Penn State Brandywine sophomore Sara Neville was selected as one of 60 undergraduates from across the nation and across all disciplines to present her research to senators, representatives, their staffers and representatives from funding agencies as part of the Council on Undergraduate Research's annual Posters on the Hill event on April 13 in Washington, D.C.

During her trip, Neville, who is a member of the honors program on campus, also had the opportunity to meet with Congressman Joseph Sestak's legislative assistant for education, Adam Axler. She is the first student from the campus selected to present in this prestigious event.

"I've never really been one for politics, but spending time on Capitol Hill, people-watching, and listening to renowned educators like the executive officer of CUR, Nancy Hensel, and the secretary of the Smithsonian, Dr. Wayne Clough, has made me realize how difficult it is to start educational initiatives and to encourage teachers and students nationwide to get behind science and writing and literacy and well, everything!" Neville said during her trip to Capitol Hill via her blog, "The Quest of an Undergraduate Researcher," which can be found at online.

Neville's research project began during the summer of 2009 when she participated in the Penn State-sponsored National Science Foundation (NSF) funded Transforming Earth Systems Science Education (TESSE) Workshop for pre-service and in-service teachers from several states. The goal of the workshop was to help science teachers learn how to promote inquiry-based learning and provide their students with a deeper understanding of important science content.

It was during this workshop that Neville's research project, called "The Earth QUEST," was formed. "The Earth QUEST," which stands for "Questioning and Understanding Earth Science Themes," is an educational tool Neville created "that integrates the technology of Google Earth with the promotion of scientific and geographic literacy in the classroom. The Earth QUEST is a spin-off of Jerome Burg's Google Lit Trips, which document the journeys of some of the greatest stories in literature: The Odyssey, Macbeth, and The Grapes of Wrath, just to name a few!" Neville wrote on her blog.

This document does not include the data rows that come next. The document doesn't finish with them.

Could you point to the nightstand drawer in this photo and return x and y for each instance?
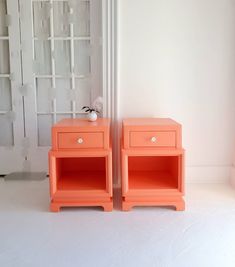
(153, 139)
(80, 140)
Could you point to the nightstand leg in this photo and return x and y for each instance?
(54, 207)
(126, 206)
(108, 206)
(180, 206)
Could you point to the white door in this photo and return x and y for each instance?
(51, 64)
(61, 65)
(11, 102)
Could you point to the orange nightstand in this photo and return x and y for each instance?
(80, 164)
(152, 163)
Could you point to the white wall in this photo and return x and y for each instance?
(177, 59)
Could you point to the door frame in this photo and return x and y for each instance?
(37, 161)
(12, 157)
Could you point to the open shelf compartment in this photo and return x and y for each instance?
(153, 172)
(81, 173)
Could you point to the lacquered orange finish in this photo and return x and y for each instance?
(67, 132)
(152, 163)
(80, 172)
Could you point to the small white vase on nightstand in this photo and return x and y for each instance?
(92, 116)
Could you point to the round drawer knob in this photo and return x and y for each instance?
(80, 140)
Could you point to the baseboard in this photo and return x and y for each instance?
(208, 174)
(232, 179)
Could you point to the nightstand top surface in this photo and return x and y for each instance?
(149, 122)
(100, 122)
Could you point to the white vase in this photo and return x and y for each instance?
(92, 116)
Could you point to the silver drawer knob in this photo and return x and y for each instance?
(80, 140)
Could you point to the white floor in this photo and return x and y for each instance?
(203, 235)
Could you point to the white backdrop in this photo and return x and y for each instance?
(177, 59)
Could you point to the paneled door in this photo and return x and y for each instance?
(51, 64)
(62, 66)
(11, 101)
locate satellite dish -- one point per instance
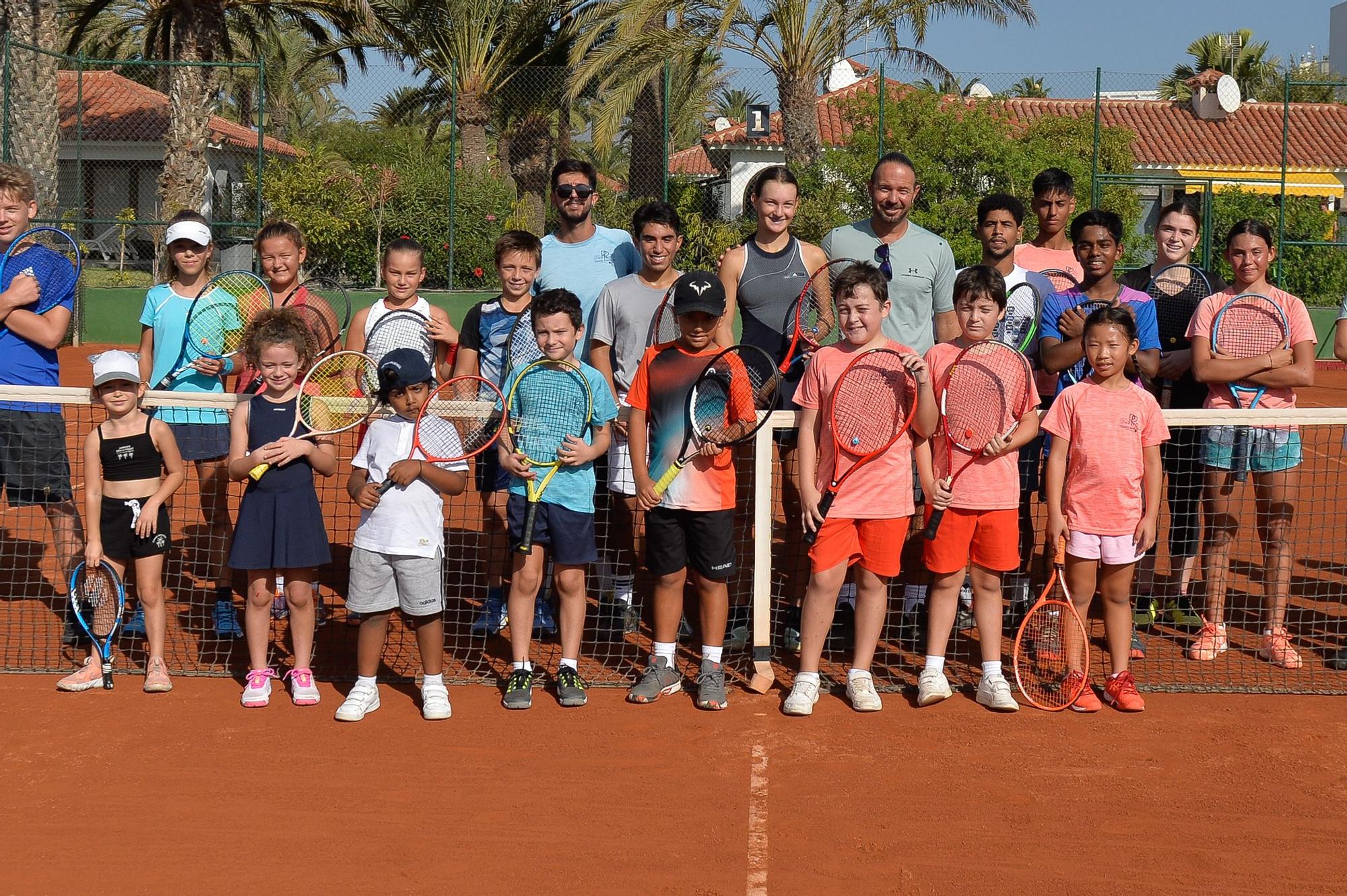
(1228, 93)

"The Earth QUEST is an easy way to provide students with free, relevant Earth science content from books they might not pick up on their own," she continued. "With the technology of Google Earth, each QUEST pinpoints locations mentioned in the books (to help improve geographic literacy), includes photos (we're starting to incorporate audio & video as well), and highlights the most important content from the books. If teachers want to bring nonfiction literature into the classroom but don't have the finances or the time, the Earth QUEST is the perfect solution!"

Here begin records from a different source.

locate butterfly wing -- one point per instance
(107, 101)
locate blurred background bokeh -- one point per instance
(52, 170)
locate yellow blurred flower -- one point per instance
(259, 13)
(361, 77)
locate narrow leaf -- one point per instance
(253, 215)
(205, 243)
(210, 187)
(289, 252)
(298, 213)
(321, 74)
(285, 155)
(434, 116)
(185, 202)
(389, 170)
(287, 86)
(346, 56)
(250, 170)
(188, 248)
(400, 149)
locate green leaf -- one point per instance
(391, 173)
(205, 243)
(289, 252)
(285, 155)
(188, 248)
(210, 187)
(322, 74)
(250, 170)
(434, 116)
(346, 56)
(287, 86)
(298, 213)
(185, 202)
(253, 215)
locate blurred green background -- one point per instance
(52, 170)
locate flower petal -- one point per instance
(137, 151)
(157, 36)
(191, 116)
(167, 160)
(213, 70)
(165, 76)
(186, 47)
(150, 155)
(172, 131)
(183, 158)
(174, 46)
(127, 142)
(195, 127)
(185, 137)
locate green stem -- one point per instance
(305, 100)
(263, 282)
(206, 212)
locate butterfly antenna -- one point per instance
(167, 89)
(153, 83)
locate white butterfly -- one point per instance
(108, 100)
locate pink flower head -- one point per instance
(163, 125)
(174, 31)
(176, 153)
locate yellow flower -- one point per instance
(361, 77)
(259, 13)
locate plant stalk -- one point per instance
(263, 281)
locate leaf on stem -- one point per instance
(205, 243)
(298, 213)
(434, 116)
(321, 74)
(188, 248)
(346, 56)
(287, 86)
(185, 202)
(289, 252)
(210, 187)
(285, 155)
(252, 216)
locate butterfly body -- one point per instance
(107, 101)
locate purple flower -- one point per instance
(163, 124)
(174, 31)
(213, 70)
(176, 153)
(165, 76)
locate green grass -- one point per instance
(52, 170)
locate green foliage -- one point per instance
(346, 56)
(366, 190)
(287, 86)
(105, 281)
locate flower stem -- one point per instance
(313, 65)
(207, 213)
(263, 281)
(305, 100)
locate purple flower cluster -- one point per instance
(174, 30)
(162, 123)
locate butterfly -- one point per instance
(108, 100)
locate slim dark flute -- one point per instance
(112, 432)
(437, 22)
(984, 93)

Not only has this project earned Neville recognition in the nation's capitol, on Thursday, April 15, she was bestowed the campus' Undergraduate Student Research Award in front of hundreds of parents and members of the campus community. The award is given annually to one student on campus who has completed serious, high-quality research requiring critical thinking, analysis and creativity.

CUR, for which the campus now holds a membership, supports faculty development for high-quality undergraduate student-faculty collaborative research and scholarship. Nearly 600 institutions and more than 5,000 individuals belong to CUR.